Midland City Council has proposed ballot language that would give the council the authority to spend sales tax dollars on just about anything. Should it pass on May’s local ballot as proposed, the measure would extend and repurpose the city sales tax for a staggering twenty-five years.
The 4b tax, established in 2000 for the repayment of debt issued to build the Scharbauer Sports Complex, is scheduled to end this spring if the council fails to take action. By repurposing the tax, council could continue to fund the complex while using additional revenue on other projects.

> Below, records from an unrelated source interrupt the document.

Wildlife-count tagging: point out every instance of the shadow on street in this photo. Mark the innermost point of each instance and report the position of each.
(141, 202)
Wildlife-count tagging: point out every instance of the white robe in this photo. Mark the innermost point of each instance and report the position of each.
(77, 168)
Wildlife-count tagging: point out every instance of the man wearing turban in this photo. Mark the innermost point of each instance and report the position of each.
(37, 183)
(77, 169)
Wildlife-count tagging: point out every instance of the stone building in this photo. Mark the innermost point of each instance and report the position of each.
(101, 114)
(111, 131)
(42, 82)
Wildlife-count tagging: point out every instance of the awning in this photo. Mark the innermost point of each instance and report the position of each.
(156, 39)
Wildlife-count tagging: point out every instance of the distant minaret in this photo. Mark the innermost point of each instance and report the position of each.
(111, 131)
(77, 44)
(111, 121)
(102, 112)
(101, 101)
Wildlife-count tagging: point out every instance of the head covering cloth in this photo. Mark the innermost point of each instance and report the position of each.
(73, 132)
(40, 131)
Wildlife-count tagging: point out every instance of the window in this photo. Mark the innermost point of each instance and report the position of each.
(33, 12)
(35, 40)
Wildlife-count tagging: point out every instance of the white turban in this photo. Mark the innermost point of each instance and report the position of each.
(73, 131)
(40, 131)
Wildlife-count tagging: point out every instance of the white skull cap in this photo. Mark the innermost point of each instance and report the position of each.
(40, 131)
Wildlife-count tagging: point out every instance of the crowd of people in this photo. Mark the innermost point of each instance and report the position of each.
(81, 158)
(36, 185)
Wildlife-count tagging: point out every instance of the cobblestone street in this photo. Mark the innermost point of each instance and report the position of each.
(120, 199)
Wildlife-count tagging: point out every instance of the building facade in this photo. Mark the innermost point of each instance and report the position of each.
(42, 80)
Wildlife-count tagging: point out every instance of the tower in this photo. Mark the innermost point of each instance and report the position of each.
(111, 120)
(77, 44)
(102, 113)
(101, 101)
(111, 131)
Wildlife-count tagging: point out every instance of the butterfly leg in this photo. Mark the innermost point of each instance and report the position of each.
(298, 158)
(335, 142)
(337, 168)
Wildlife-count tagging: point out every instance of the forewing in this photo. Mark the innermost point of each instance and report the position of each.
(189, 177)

The ballot proposal (a single sentence with over 245 words) is a lengthy, convoluted list of how city officials could utilize the tax revenue. From land and facilities to promoting and expanding new business enterprises, the list contains nearly anything and everything allowed under state law. Interestingly, it excludes one potential option: property tax relief.
It’s self-evident the ballot’s broad language was crafted to give city officials the greatest amount of flexibility in spending options, and in doing so, giving taxpayers no insight into how the funds will actually be spent. It essentially amounts to a blank check. Alternatively, the council could have made their intentions more transparent by dedicating the funds to one or two additional uses and shortening the sunset term.
Regardless of the proposal, voters will have a choice at the ballot box whether to keep the tax or end it as planned. But if council wants to provide an alternative to ending the tax, they need to be clear on their intentions. After all, they are asking residents to voluntarily forgo a potential property tax break.
City officials argue their ballot proposal contains a sunset, which would allow taxpayers to vet the repurposed tax down the road, just as they are today. However, the proposed sunset is twenty-five years, which is effectively not a sunset.
There is no way city officials can predict what the needs of the community will be in ten years, let alone two and a half decades from now. It makes little sense that today’s politicians would handcuff taxpayers that long.
If public accountability is truly their objective, then a more reasonable sunset of five to ten years seems appropriate.
The proposed ballot language is severely disappointing. In addition to revisiting the policy, city officials owe taxpayers more than a vague, all-inclusive spending spree (that purposely excludes tax relief) with a measly twenty-five year “sunset.”
If there are needs in the city – such as roadway and park improvements – then so be it. But if the needs are so dire, then it shouldn’t be difficult for council to outline those specifically in their “ask” to residents.